Obama's upbeat speech validated the decision many made to wake before dawn and line up in frigid temperatures to get a seat or stand in the aisles.

"There's something about him, something about what he has to say that people want to hear," said Steve Lolar, a 38-year-old Boise State student.

People gave many reasons for coming to Taco Bell Arena - to be part of Obama's history-making run for president; to make up their minds before Tuesday's caucus; or to catch a glimpse of a candidate frequently described as a "rock star."

Even after arena officials opened more seating, they had to turn several thousand more people away.

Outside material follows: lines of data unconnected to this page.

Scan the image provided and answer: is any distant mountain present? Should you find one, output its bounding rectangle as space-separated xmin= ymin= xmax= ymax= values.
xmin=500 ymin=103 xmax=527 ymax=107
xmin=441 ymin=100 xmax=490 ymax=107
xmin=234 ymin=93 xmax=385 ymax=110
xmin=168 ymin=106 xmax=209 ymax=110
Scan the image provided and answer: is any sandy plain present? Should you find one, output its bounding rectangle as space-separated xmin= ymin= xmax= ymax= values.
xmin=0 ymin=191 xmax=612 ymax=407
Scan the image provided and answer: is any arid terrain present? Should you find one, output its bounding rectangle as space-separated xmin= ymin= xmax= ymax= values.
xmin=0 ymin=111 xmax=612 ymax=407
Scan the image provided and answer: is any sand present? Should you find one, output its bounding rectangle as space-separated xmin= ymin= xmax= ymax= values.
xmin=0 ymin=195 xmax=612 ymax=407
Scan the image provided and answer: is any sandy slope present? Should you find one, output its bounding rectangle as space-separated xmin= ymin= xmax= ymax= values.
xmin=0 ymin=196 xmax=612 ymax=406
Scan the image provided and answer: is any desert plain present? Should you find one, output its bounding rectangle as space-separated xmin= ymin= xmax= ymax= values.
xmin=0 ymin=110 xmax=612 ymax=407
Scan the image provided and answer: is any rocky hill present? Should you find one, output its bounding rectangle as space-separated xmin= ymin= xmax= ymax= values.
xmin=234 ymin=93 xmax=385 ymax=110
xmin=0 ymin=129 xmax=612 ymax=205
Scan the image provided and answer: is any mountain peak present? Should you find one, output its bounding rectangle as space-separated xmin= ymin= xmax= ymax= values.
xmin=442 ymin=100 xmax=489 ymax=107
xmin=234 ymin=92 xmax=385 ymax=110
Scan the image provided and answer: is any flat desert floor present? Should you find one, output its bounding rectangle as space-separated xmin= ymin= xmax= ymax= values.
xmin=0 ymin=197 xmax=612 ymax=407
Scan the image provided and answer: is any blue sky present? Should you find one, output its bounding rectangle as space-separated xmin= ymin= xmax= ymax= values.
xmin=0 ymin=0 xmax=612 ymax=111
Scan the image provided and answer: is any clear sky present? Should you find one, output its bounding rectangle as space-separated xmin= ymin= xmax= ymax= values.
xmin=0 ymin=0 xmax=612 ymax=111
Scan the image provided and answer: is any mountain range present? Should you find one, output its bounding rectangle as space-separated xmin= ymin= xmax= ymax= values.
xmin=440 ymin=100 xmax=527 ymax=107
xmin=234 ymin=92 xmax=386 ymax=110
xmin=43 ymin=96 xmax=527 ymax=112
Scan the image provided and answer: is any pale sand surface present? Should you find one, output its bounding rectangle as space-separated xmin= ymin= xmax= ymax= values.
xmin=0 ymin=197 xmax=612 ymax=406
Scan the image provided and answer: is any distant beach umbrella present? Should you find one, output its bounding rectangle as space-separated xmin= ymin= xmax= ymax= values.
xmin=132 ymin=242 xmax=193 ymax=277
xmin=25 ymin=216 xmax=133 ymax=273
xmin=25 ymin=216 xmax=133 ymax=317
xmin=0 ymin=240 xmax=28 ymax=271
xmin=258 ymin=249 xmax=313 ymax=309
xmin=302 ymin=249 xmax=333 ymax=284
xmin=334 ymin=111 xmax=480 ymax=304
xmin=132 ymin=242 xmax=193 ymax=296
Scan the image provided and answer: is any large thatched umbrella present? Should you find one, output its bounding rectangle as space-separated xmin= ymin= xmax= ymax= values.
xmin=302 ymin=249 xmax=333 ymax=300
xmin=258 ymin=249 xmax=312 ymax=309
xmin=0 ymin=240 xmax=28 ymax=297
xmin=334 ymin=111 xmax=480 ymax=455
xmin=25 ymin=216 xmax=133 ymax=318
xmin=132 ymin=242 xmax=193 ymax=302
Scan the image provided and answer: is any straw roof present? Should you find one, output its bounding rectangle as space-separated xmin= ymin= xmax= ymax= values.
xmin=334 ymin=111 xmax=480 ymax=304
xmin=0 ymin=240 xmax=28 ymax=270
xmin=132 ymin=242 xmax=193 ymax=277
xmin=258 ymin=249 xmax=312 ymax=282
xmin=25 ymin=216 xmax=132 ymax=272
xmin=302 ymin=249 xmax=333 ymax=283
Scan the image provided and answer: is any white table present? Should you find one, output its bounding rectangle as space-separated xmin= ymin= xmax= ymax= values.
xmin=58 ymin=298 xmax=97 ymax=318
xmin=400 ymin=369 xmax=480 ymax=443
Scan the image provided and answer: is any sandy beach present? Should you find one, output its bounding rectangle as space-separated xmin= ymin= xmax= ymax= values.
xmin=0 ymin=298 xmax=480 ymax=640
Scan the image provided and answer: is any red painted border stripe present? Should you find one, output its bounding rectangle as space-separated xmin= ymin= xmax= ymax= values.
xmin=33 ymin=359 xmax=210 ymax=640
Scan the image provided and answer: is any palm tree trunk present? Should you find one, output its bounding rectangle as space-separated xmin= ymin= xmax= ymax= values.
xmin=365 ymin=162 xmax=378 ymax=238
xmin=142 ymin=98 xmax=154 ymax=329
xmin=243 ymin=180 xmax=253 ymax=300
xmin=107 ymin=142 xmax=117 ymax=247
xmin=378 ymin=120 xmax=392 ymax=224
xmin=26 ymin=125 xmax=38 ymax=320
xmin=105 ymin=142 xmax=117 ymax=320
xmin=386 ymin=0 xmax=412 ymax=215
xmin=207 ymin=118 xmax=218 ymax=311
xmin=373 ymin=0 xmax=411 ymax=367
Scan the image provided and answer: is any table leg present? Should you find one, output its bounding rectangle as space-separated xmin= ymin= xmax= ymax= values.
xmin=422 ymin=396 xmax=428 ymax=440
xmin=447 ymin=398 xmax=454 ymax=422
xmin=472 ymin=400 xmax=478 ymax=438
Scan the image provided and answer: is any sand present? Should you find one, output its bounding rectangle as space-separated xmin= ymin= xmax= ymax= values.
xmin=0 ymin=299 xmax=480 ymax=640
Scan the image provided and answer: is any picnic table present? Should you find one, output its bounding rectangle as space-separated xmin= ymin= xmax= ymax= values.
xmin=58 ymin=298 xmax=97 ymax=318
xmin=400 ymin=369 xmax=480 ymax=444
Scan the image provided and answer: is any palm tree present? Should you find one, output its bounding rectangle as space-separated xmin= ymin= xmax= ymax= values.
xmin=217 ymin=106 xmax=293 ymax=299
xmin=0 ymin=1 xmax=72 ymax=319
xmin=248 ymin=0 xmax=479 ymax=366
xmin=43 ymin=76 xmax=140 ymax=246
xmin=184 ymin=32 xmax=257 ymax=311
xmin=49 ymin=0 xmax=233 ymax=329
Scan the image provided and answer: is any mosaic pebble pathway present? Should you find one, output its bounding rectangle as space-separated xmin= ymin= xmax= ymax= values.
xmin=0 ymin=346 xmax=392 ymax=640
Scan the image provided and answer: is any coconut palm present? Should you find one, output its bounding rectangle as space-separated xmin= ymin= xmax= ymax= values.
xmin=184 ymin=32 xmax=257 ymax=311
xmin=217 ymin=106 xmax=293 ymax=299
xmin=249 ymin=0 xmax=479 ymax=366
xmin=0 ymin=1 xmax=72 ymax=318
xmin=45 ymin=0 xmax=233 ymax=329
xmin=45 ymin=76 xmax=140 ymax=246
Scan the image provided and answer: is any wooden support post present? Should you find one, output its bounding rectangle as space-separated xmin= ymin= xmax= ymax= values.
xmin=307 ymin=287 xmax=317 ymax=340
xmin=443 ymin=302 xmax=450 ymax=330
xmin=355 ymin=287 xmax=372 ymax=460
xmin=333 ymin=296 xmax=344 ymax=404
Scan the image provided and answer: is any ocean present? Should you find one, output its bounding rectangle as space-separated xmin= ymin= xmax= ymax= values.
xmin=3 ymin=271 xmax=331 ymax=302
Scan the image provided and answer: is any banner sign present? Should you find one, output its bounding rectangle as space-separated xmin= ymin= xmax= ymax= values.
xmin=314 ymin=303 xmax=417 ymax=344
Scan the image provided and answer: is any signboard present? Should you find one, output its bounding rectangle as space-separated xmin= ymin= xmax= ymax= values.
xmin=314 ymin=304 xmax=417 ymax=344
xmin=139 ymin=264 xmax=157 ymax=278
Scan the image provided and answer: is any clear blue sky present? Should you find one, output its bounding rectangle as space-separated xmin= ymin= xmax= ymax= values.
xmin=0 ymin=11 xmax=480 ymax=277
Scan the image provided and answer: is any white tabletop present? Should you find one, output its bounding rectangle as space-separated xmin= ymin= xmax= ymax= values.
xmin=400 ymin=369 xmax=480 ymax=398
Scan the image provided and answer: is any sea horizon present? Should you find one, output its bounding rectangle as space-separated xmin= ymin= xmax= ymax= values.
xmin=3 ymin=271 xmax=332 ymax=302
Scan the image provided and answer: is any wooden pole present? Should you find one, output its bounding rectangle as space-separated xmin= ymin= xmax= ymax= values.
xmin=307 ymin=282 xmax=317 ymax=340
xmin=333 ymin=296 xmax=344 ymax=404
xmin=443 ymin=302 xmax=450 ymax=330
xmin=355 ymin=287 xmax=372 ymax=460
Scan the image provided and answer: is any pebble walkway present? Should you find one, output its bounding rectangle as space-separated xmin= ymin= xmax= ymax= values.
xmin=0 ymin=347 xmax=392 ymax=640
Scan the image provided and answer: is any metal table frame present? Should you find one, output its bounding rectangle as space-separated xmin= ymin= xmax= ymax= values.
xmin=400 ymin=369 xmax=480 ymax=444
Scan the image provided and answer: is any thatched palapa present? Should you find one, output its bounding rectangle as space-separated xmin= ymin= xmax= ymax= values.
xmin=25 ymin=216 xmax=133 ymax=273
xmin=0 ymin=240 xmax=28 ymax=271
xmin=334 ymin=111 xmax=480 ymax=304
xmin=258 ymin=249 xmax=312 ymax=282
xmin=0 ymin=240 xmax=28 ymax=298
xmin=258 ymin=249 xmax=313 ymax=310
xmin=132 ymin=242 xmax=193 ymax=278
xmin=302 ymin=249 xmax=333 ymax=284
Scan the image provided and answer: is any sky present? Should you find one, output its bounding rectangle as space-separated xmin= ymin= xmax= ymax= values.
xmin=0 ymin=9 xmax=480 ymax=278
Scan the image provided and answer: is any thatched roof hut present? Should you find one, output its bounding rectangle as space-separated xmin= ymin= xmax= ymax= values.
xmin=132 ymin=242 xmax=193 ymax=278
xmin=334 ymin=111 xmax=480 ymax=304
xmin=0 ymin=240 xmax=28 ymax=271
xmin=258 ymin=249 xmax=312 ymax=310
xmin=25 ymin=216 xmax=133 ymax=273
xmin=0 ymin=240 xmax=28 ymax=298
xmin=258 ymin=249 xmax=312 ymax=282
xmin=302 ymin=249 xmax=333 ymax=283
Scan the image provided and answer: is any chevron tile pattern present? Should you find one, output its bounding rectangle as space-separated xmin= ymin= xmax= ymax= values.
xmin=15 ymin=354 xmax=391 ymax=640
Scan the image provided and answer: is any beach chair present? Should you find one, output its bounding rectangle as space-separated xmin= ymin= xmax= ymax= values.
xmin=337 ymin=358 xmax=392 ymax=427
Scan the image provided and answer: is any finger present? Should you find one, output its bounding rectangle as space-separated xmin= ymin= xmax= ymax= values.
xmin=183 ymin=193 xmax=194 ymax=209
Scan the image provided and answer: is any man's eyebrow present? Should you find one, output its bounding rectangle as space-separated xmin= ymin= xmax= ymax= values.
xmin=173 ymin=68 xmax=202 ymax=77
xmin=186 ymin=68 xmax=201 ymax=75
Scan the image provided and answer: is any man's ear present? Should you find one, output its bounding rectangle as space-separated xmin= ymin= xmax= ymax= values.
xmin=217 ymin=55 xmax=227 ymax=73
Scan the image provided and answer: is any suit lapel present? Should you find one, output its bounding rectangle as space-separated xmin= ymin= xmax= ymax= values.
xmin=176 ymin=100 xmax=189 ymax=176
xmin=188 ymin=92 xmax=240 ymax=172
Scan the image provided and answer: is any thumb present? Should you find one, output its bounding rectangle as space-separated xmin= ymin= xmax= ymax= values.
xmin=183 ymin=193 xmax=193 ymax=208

"I've lived in Idaho nearly 32 years, and this is the first chance I've had to see a presidential candidate, especially a Democrat," said Andrea Leevs, a Boise social worker.

Hand-painted banners hung from every seating level. Tubas from the Borah High School band glinted. Introduced by former Gov. Cecil Andrus, Obama took the stage to a long, loud ovation, flashed his now-familiar smile and thanked his local supporters for their work.

The speech held no surprises - except, perhaps, for Obama equating his long-shot status to that of the Boise State football team.

"It's fun being an underdog," said Obama. He leads Clinton in Idaho but is running closely behind her in most polls.

Obama offered a general call for national change and hope and laid out specific proposals on the economy and energy policy.

He touted the need for improved health care and educational systems. He called this a "defining moment in history" when the country needs to pay attention to a planet in environmental peril, find a way to exit the Iraq War, and support teachers and veterans.

The themes are Obama stump-speech standards, but they repeatedly brought the Boise crowd to its feet.

"The war is my main concern," said Shellie Cunningham. "Our brothers and sisters are dying daily. Why?"

Francine Gonzalez also wanted to hear Obama's thoughts on the war.

"I have young sons," said Gonzalez.

She's undecided but glad Obama visited the state.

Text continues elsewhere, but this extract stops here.